Infine, con riguardo alla deduzione, contenuta nel sesto motivo di ricorso, afferente la violazione dei principi in materia di prova e l’inversione del relativo onere per effetto del ritenuto mancato assolvimento da parte del lavoratore dell’obbligo di indicare e dimostrare il comportamento che il datore di lavoro avrebbe dovuto adottare, il quesito risulta inconferente, in quanto il giudice d’appello ha accertato in fatto che il datore aveva fatto quanto in suo potere per evitare ogni pregiudizio alla salute del dipendente, adibendo lo stesso alle più diverse mansioni, per cui altro sarebbe dovuto essere il contenuto del quesito per renderlo idoneo ad apportare una critica incisiva all’iter argomentativo seguito dalla Corte territoriale.

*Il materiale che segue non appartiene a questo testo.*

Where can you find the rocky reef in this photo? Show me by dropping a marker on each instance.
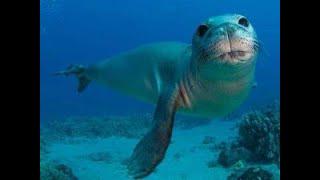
(251, 173)
(54, 171)
(259, 132)
(258, 138)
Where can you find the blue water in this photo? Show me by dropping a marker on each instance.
(84, 32)
(87, 31)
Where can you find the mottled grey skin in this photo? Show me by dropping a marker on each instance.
(209, 78)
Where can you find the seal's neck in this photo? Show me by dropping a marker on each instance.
(213, 72)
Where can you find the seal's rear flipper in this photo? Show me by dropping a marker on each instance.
(79, 72)
(151, 149)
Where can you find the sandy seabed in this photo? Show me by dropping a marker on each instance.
(186, 158)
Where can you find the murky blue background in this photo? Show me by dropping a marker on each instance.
(85, 32)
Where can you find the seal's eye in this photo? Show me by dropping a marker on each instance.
(244, 22)
(202, 29)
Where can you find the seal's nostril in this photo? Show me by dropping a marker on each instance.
(244, 22)
(202, 29)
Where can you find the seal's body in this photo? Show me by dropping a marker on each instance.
(145, 71)
(209, 78)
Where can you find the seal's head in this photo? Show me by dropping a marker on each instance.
(227, 40)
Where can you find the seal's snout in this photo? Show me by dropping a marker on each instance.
(226, 39)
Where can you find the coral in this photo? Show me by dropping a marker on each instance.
(258, 138)
(259, 132)
(53, 171)
(251, 174)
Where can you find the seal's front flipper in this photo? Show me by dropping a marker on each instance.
(79, 72)
(151, 149)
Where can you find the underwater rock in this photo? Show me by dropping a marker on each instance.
(258, 138)
(43, 148)
(208, 140)
(232, 154)
(252, 173)
(259, 132)
(100, 156)
(53, 171)
(212, 164)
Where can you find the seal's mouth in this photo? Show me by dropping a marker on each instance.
(230, 51)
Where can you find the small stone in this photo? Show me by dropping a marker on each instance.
(208, 140)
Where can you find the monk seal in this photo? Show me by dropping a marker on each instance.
(209, 78)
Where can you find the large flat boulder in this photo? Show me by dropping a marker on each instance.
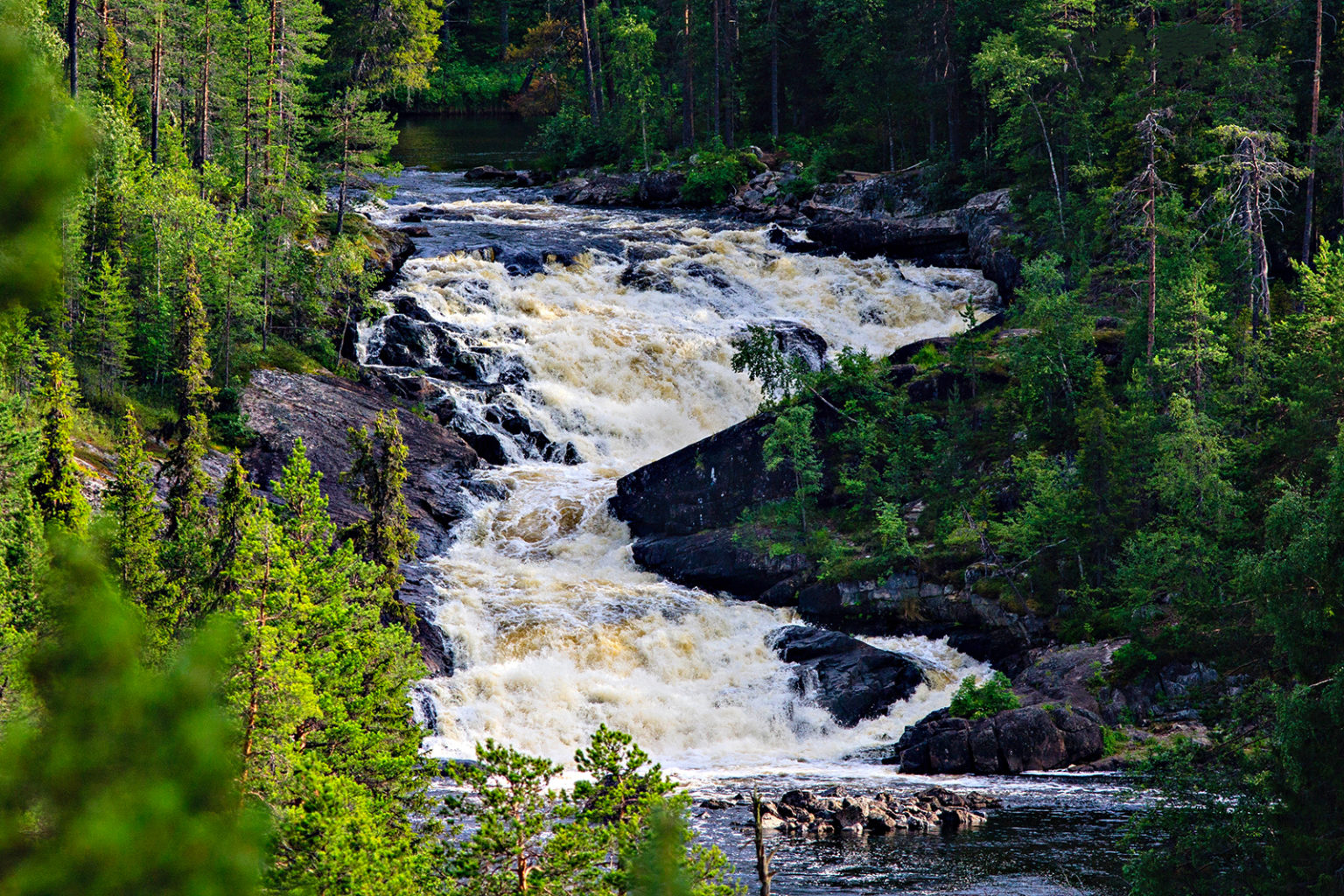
(717, 562)
(851, 679)
(283, 407)
(706, 485)
(1008, 743)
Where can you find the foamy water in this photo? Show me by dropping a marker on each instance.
(554, 627)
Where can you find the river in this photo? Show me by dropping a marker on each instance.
(624, 356)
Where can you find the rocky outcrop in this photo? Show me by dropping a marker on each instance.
(1080, 676)
(909, 604)
(1011, 742)
(652, 188)
(706, 485)
(420, 592)
(837, 813)
(281, 407)
(973, 235)
(718, 560)
(851, 679)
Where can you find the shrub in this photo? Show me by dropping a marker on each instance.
(715, 176)
(980, 702)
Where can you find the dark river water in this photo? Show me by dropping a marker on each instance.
(458, 143)
(1055, 836)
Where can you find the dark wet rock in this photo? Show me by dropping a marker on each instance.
(851, 679)
(780, 236)
(1011, 742)
(800, 343)
(1080, 676)
(909, 604)
(489, 172)
(533, 178)
(639, 188)
(836, 812)
(318, 409)
(388, 250)
(702, 486)
(420, 592)
(718, 560)
(883, 196)
(975, 235)
(444, 351)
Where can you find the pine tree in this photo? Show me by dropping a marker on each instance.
(190, 524)
(55, 484)
(137, 522)
(235, 502)
(305, 516)
(130, 773)
(102, 335)
(376, 474)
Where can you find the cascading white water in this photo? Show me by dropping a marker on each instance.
(628, 358)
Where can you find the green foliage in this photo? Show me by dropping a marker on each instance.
(983, 700)
(621, 830)
(715, 175)
(128, 783)
(43, 141)
(792, 444)
(55, 482)
(136, 520)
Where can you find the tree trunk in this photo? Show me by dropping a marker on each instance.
(774, 69)
(715, 110)
(205, 93)
(730, 112)
(589, 80)
(1054, 171)
(73, 43)
(687, 78)
(156, 75)
(1311, 152)
(344, 178)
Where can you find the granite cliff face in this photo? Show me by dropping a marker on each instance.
(283, 407)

In conclusione, deve essere confermata la pronunzia impugnata, per essere le censure formulate inconferenti e comunque inidonee ad evidenziare la omessa o insufficiente valutazione del materiale probatorio in termini di decisività rispetto alla ricostruzione della fattispecie Le spese di lite del presente giudizio seguono la soccombenza e si liquidano come da dispositivo.

P.Q.M.

La corte cosi provvede;

rigetta i ricorso e condanna il D. al pagamento delle spese del giudizio di cassazione, liquidate in Euro 2040,00, di cui Euro 2000,00 per onorario, oltre spese generali, i.v.a. e c.p.a..

Così deciso in Roma, il 20 aprile 2011.